Eindbeeld van de woningmarktregio

In mijn brief van 13 juli 2016 informeerde ik u dat ik deze zomer negentien verzoeken voor het vaststellen van woningmarktregio’s zou behandelen. De afgelopen maanden hebben gemeenten veel energie gestopt in de onderlinge afstemming over de regiovorming, waarin zij de corporaties en vaak ook de huurdersorganisatie hebben betrokken. De gemeenten hebben in dit proces de verschillende onderlinge standpunten en belangen en de door anderen naar voren gebrachte belangen in lijn moeten brengen om tot een gezamenlijk voorstel te komen. Dat vergt soms zware afwegingen en scherpe keuzes.

Met het oog op de prestatieafspraken die dit najaar moeten worden gesloten, alsmede de redelijke beslistermijnen uit de Algemene wet bestuursrecht, zijn de verzoeken van de gemeenten deze zomer beoordeeld.
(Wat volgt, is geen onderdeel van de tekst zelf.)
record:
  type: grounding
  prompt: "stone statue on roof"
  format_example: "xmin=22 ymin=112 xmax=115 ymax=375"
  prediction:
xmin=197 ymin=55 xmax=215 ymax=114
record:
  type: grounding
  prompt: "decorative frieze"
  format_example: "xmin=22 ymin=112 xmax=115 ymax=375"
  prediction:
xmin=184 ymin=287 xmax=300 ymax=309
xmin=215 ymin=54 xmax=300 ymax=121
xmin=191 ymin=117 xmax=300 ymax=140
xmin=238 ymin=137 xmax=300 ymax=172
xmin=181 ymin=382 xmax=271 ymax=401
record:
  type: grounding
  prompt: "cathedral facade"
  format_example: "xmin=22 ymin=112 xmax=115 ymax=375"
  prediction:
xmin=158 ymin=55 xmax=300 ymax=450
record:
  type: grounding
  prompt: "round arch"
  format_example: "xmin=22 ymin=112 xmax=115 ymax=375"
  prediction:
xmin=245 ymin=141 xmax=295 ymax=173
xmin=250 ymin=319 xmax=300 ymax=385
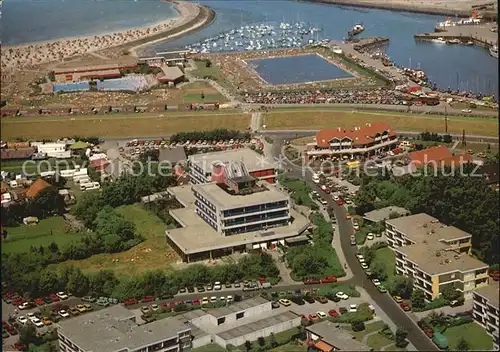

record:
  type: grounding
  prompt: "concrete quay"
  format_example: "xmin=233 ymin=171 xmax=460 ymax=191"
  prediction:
xmin=414 ymin=24 xmax=498 ymax=48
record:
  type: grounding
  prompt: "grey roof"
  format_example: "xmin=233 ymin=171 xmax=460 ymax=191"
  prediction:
xmin=207 ymin=296 xmax=271 ymax=318
xmin=217 ymin=311 xmax=300 ymax=341
xmin=306 ymin=321 xmax=370 ymax=351
xmin=158 ymin=147 xmax=187 ymax=166
xmin=364 ymin=206 xmax=410 ymax=222
xmin=58 ymin=305 xmax=191 ymax=352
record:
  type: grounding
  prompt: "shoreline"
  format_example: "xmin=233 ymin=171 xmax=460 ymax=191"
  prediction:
xmin=1 ymin=0 xmax=215 ymax=70
xmin=298 ymin=0 xmax=486 ymax=18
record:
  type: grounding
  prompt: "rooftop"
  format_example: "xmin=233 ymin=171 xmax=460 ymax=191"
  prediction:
xmin=364 ymin=206 xmax=410 ymax=222
xmin=396 ymin=241 xmax=488 ymax=275
xmin=306 ymin=321 xmax=370 ymax=351
xmin=386 ymin=213 xmax=472 ymax=243
xmin=207 ymin=296 xmax=270 ymax=318
xmin=193 ymin=182 xmax=289 ymax=209
xmin=316 ymin=122 xmax=396 ymax=147
xmin=189 ymin=148 xmax=275 ymax=174
xmin=167 ymin=185 xmax=310 ymax=254
xmin=58 ymin=305 xmax=190 ymax=352
xmin=474 ymin=282 xmax=500 ymax=309
xmin=217 ymin=311 xmax=300 ymax=341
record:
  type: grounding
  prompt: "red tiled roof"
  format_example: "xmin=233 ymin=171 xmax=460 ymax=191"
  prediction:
xmin=316 ymin=122 xmax=396 ymax=147
xmin=26 ymin=178 xmax=50 ymax=198
xmin=410 ymin=145 xmax=452 ymax=167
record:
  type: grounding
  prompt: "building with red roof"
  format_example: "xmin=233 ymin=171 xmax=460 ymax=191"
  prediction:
xmin=306 ymin=122 xmax=398 ymax=158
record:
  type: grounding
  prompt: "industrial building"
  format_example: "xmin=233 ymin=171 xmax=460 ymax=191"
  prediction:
xmin=306 ymin=321 xmax=372 ymax=352
xmin=179 ymin=297 xmax=301 ymax=348
xmin=57 ymin=305 xmax=191 ymax=352
xmin=306 ymin=122 xmax=399 ymax=159
xmin=385 ymin=213 xmax=488 ymax=301
xmin=472 ymin=283 xmax=500 ymax=351
xmin=188 ymin=148 xmax=276 ymax=184
xmin=166 ymin=162 xmax=309 ymax=262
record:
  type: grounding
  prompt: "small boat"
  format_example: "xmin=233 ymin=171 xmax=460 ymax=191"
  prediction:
xmin=431 ymin=37 xmax=446 ymax=44
xmin=350 ymin=23 xmax=365 ymax=35
xmin=490 ymin=45 xmax=498 ymax=59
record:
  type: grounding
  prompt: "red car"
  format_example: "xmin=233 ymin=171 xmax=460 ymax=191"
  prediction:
xmin=309 ymin=314 xmax=318 ymax=321
xmin=123 ymin=298 xmax=137 ymax=306
xmin=399 ymin=302 xmax=411 ymax=312
xmin=34 ymin=298 xmax=45 ymax=306
xmin=321 ymin=276 xmax=337 ymax=284
xmin=141 ymin=296 xmax=155 ymax=303
xmin=328 ymin=309 xmax=340 ymax=318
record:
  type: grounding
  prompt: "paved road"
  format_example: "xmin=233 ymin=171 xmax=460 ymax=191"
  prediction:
xmin=272 ymin=136 xmax=438 ymax=351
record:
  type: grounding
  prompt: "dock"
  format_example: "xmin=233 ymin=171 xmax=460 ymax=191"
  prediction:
xmin=414 ymin=24 xmax=498 ymax=48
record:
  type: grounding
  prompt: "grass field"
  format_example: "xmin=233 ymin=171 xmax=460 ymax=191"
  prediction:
xmin=370 ymin=247 xmax=396 ymax=279
xmin=2 ymin=216 xmax=81 ymax=253
xmin=1 ymin=111 xmax=250 ymax=140
xmin=262 ymin=109 xmax=498 ymax=136
xmin=443 ymin=322 xmax=493 ymax=351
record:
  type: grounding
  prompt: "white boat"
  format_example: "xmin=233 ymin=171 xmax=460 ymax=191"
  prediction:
xmin=490 ymin=45 xmax=498 ymax=59
xmin=431 ymin=37 xmax=446 ymax=44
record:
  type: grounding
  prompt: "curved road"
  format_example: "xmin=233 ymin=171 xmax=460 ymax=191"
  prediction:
xmin=271 ymin=139 xmax=438 ymax=351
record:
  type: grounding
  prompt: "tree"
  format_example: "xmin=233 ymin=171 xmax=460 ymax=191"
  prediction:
xmin=19 ymin=324 xmax=38 ymax=346
xmin=457 ymin=337 xmax=470 ymax=352
xmin=411 ymin=289 xmax=425 ymax=308
xmin=396 ymin=328 xmax=408 ymax=347
xmin=388 ymin=275 xmax=413 ymax=298
xmin=351 ymin=320 xmax=365 ymax=331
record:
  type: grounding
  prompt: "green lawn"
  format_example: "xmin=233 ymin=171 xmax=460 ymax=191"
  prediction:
xmin=366 ymin=334 xmax=394 ymax=351
xmin=443 ymin=322 xmax=493 ymax=351
xmin=2 ymin=216 xmax=82 ymax=253
xmin=117 ymin=203 xmax=167 ymax=239
xmin=192 ymin=343 xmax=226 ymax=352
xmin=370 ymin=247 xmax=396 ymax=279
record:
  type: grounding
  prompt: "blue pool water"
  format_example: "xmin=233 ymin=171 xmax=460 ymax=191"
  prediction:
xmin=52 ymin=82 xmax=90 ymax=93
xmin=246 ymin=54 xmax=353 ymax=85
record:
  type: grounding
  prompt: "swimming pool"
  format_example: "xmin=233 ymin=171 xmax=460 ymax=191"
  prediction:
xmin=246 ymin=54 xmax=353 ymax=85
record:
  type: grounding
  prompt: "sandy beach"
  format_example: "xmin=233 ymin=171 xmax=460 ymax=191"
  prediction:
xmin=1 ymin=1 xmax=201 ymax=71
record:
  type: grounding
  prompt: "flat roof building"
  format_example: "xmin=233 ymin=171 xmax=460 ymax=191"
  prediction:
xmin=385 ymin=213 xmax=488 ymax=301
xmin=472 ymin=282 xmax=500 ymax=351
xmin=306 ymin=321 xmax=371 ymax=352
xmin=189 ymin=148 xmax=276 ymax=184
xmin=57 ymin=305 xmax=191 ymax=352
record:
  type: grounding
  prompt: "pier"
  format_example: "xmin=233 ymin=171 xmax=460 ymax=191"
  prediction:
xmin=414 ymin=24 xmax=498 ymax=48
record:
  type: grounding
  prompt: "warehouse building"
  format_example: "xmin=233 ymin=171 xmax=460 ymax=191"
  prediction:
xmin=188 ymin=148 xmax=276 ymax=184
xmin=166 ymin=162 xmax=309 ymax=262
xmin=57 ymin=305 xmax=191 ymax=352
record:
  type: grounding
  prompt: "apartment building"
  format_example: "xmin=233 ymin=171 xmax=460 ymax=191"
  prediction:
xmin=193 ymin=162 xmax=290 ymax=236
xmin=57 ymin=305 xmax=191 ymax=352
xmin=386 ymin=214 xmax=488 ymax=301
xmin=473 ymin=283 xmax=500 ymax=351
xmin=306 ymin=122 xmax=398 ymax=159
xmin=188 ymin=148 xmax=276 ymax=184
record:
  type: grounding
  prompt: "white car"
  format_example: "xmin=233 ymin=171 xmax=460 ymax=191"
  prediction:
xmin=58 ymin=309 xmax=69 ymax=318
xmin=17 ymin=302 xmax=30 ymax=310
xmin=335 ymin=291 xmax=349 ymax=299
xmin=316 ymin=312 xmax=328 ymax=319
xmin=56 ymin=291 xmax=68 ymax=299
xmin=31 ymin=318 xmax=44 ymax=328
De negentien verzoeken heb ik goed kunnen keuren, waarmee alle gemeenten deel zijn van een woningmarktregio en alle corporaties die geen categorale instelling zijn een kernwerkgebied hebben. Daarmee is het bij de gesprekken over prestatieafspraken de komende maanden voor alle betrokken partijen duidelijk welke corporaties in welke gemeenten kunnen worden aangekeken voor nieuwbouw.

Figuur 1 – De vastgestelde woningmarktregio’s

Figuur 1 – De vastgestelde woningmarktregio’s

Tabel 1 – Aantal gemeenten, corporaties (excl. categorale) en huishoudens per woningmarktregio

#

Regio

Gemeenten

Corporaties

Huish.

1

Friesland

24

10

285.320

2

Groningen/Drenthe

35

19

498.103

3

Noord-Holland Noord

18

13

287.257

4

Zwolle/Stedendriehoek

22

23

405.875

5

Metropoolregio Amsterdam

32

30

1.124.826

6

Amersfoort/Noord-Veluwe/Zeewolde

15

9

215.837

7

Holland Rijnland

14

15

243.977

8

Oost Nederland

21

18

379.245

9

U16

16

24

401.804

10

Food Valley

7

7

125.968

11

Haaglanden/Midden-Holland/Rotterdam

28

45

1.170.977

12

Arnhem Nijmegen

18

17

351.765

13

Woongaard

19

14

167.802

14

Drechtsteden/Hoeksche Waard/

Goeree Overflakkee

12

10

172.544

15

Noordoost Brabant

19

13

273.225

16

West-Brabant en Hart van Brabant

24

15

474.052

17

Zeeland

12

10

160.634

18

Metropoolregio Eindhoven

21

13

334.422

19

Limburg

33

27

516.595

Focus op het kernwerkgebied

Een regio dient te bestaan uit twee of meer aaneengesloten gemeenten, die gezamenlijk ten minste 100.000 huishoudens omvatten en samenhang kennen vanuit het oogpunt van de woningmarkt. Met uitzondering van de bovenstaande punten, zijn er in de wet- en regelgeving geen nadere voorwaarden gesteld aan de woningmarktregio. Dit heeft lokale partijen de ruimte gegeven om gezamenlijk een inschatting te maken van de lokale en regionale belangen. Aan de hand van die belangen hebben gemeenten, in samenspraak met corporaties en vaak ook huurdersorganisaties, bepaald welke factoren leidend zijn in het vaststellen van de relevante en meest passende schaal van de werkgebieden van corporaties.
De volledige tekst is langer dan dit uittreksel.